"There will come a day when the temperature won't fall below 100 degrees in Phoenix during the nighttime," Dr. Andrew Ross, a professor of social and cultural analysis at New York University who wrote "Bird on Fire: Lessons from the World's Least Sustainable City," told Salon. "That will be a threshold of some kind."
The American Southwest has long been a refuge for those seeking the health benefits of warm, dry air and sunny days. But too much of a good thing is not a good thing — for human health or for the natural ecosystem. Now, the Southwest is facing a reckoning: decades of human development, coupled with rising global temperatures as a result of carbon emissions, means that many major cities in the Southwest may become uninhabitable for humans this century.
The reason has to do with something called the Heat Island Effect, a concept that describes the effect in which the densely-populated, central parts of a city with lots of concrete and asphalt will have higher temperatures compared to the less populous areas, as Dr. Juan Declet-Barreto, senior social scientist at the Union of Concerned Scientists, explained to Salon. The term "island" is not a metaphor here, Declet-Barreto said, because when you look at a thermal map of many cities, "the temperatures inside the central parts of a city resemble an island, surrounded by a cooler ocean in the surrounding more rural areas." Obviously, the effect is apt to be more dire in desert cities like Phoenix.

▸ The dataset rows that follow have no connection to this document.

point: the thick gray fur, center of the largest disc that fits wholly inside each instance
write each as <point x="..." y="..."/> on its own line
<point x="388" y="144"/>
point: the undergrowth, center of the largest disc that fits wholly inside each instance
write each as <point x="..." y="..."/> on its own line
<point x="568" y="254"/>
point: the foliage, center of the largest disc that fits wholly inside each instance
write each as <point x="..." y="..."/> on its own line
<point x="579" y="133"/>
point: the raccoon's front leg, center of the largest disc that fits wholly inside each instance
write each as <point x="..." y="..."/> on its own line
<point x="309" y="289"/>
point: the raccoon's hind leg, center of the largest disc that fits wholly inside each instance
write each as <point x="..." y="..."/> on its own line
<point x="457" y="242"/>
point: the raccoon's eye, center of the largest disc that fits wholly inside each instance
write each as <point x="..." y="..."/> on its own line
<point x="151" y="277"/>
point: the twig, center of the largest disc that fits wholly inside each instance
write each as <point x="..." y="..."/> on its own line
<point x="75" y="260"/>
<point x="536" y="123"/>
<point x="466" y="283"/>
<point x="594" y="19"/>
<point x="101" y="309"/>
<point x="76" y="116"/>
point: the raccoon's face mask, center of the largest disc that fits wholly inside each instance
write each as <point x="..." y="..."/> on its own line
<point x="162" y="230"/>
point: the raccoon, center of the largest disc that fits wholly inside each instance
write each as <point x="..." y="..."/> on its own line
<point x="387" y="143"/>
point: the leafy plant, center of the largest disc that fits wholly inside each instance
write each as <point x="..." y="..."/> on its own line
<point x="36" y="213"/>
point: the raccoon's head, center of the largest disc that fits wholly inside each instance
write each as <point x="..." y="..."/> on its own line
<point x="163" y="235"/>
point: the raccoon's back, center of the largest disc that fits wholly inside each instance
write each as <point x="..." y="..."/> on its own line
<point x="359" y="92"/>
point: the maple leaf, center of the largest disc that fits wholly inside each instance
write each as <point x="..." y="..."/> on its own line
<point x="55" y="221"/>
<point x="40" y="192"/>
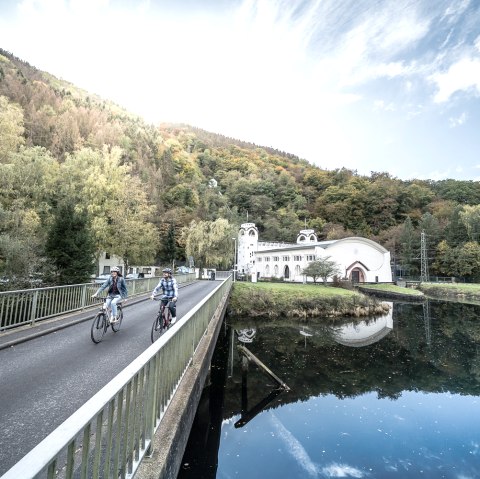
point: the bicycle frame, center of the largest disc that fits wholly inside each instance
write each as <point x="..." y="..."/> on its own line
<point x="98" y="329"/>
<point x="162" y="320"/>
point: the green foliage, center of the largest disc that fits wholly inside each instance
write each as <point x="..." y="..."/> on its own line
<point x="210" y="243"/>
<point x="70" y="246"/>
<point x="131" y="178"/>
<point x="280" y="300"/>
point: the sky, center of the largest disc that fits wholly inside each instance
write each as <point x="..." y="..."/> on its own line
<point x="370" y="85"/>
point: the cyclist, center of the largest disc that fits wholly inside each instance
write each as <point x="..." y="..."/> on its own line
<point x="117" y="290"/>
<point x="168" y="284"/>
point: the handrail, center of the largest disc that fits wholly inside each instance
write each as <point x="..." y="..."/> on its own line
<point x="111" y="433"/>
<point x="30" y="305"/>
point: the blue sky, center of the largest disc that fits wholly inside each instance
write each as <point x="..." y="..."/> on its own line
<point x="369" y="85"/>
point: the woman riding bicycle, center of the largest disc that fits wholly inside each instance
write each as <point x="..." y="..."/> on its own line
<point x="168" y="284"/>
<point x="117" y="290"/>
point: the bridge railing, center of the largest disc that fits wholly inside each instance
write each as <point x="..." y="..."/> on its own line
<point x="30" y="305"/>
<point x="111" y="433"/>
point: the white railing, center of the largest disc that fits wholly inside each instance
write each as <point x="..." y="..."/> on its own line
<point x="30" y="305"/>
<point x="110" y="434"/>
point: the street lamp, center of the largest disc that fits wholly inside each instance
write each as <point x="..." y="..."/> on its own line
<point x="235" y="259"/>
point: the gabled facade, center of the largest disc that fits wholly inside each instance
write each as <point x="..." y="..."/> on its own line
<point x="360" y="260"/>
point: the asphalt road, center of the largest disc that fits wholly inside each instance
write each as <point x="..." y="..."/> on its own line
<point x="44" y="380"/>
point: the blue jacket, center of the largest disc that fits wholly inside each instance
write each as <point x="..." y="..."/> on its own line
<point x="121" y="285"/>
<point x="168" y="286"/>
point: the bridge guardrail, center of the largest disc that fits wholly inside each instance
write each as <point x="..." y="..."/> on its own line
<point x="27" y="306"/>
<point x="111" y="433"/>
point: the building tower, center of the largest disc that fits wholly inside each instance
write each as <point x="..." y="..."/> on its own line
<point x="247" y="246"/>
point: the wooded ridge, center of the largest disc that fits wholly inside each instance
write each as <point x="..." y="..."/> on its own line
<point x="72" y="162"/>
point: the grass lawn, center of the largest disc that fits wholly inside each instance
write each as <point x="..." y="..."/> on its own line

Sarah Mincey, associate professor at Indiana University's O'Neill School of Public and Environmental Affairs, added that the Heat Island Effect is caused by urban centers gradually losing their tree canopies, meaning that sunlight is absorbed and held in by materials like roads and rooftops, which are typically darker in color. When they finally do release that heat back into the air, it increases the temperature experienced by the people in those urban environments.
"Tree canopies mitigate this as they can shade these surfaces, avoiding the absorption of heat in the first place and through the cooling effects of transpiration – releasing of moisture into their surrounding environments," Mincey explained. "In general, western US cities have less urban tree canopy cover than eastern US cities, so mitigation of UHI [Urban Heat Islands] there is likely more difficult."